Meanwhile, there is talk of a major work force housing project there and a huge satellite parking lot, meant to cut traffic into Park City on S.R. 248.

Peek is intrigued by the park-and-ride lot and says it must be a convenient option for it to be popular with workers. He says he is interested in how a lot would influence traffic, how personal safety will be protected at such an outlying lot and where snow will be stored.

"If a worker finds it less of a hassle to park and ride, they’ll use it," Peek says, adding that more transit options, such as from the private sector, could serve Quinn’s Junction beneficially someday.

Peek, who is 50 years old and has lived in Park City most of the last 26 years, is a general contractor and once served on City Hall’s now-defunct Historic District Commission, a panel that held some powers over building designs in Old Town and was replaced by a similar group known as the Historic Preservation Board.

He is one of three brothers who work in the area, with Tom Peek being a real estate agent and Bob Peek running a house-painting contractor. Peek says he does not foresee conflicts of interests.

He lives in Park Meadows after living in Old Town for about 12 years.

Peek worries about Parkites one day leaving the city because they find it lacks the atmosphere that attracted them.

"If the local residents don’t find this a good, healthy, safe place to live and start moving away, that’s unfortunate," Peek says.

He recalls two well-publicized decisions that engaged Parkites — Empire Pass and the renovation of the Carl Winters Building into the Park City Library and Education Center. Peek says regular Parkites were influential in the Empire Pass talks, convincing the developer to alter the project.

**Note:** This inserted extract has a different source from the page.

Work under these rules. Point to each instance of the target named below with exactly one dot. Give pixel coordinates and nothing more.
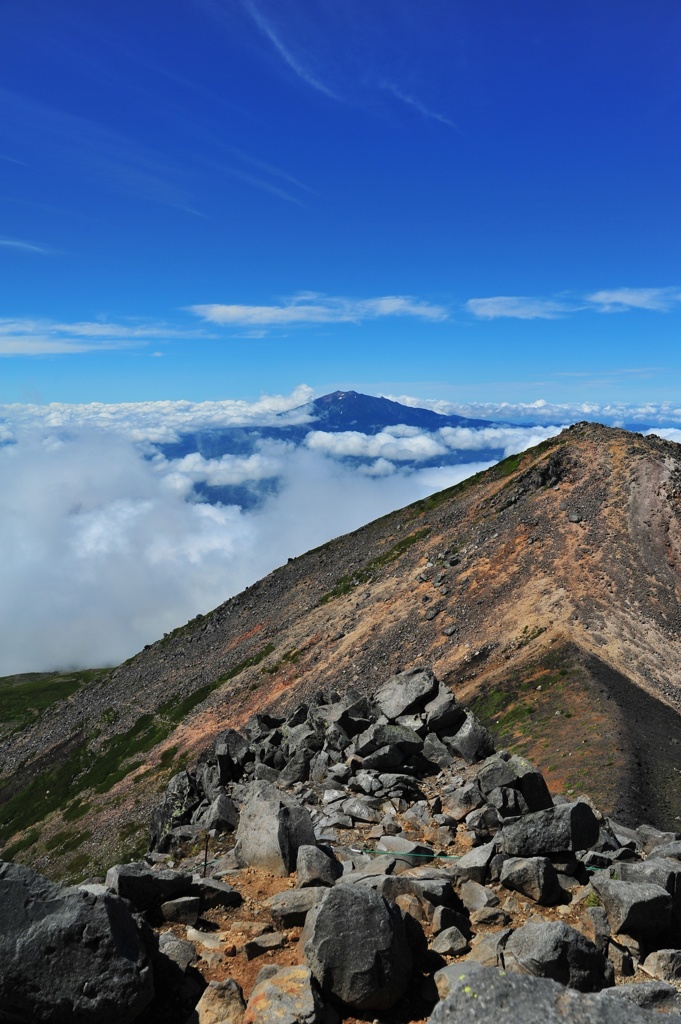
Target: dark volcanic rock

Peek and Murphy replace Jim Barth and Mark Sletten, who each stepped off the Planning Commission before their terms expired. The terms end in July 2009.

Peek foresees the Planning Commission wrangling about the Sweeney family’s Treasure Hill plans on the slopes of Park City Mountain Resort, one of the larger proposals he will likely see as a Planning Commissioner.

Talks stalled months ago, with the Sweeneys reconsidering designs and neighbors on streets like Empire Avenue and Lowell Avenue leery of more traffic. The family wants to build the project on a hillside immediately west of Old Town, and the Sweeneys hold longstanding development rights at the site.

Peek says he has not followed the Treasure Hill discussions closely, but he worries about traffic. But Peek also acknowledges the Sweeney blueprints appear to be preferred to a spread-out project on the high-profile hillside.

"The alternative is a sprawling development," he says.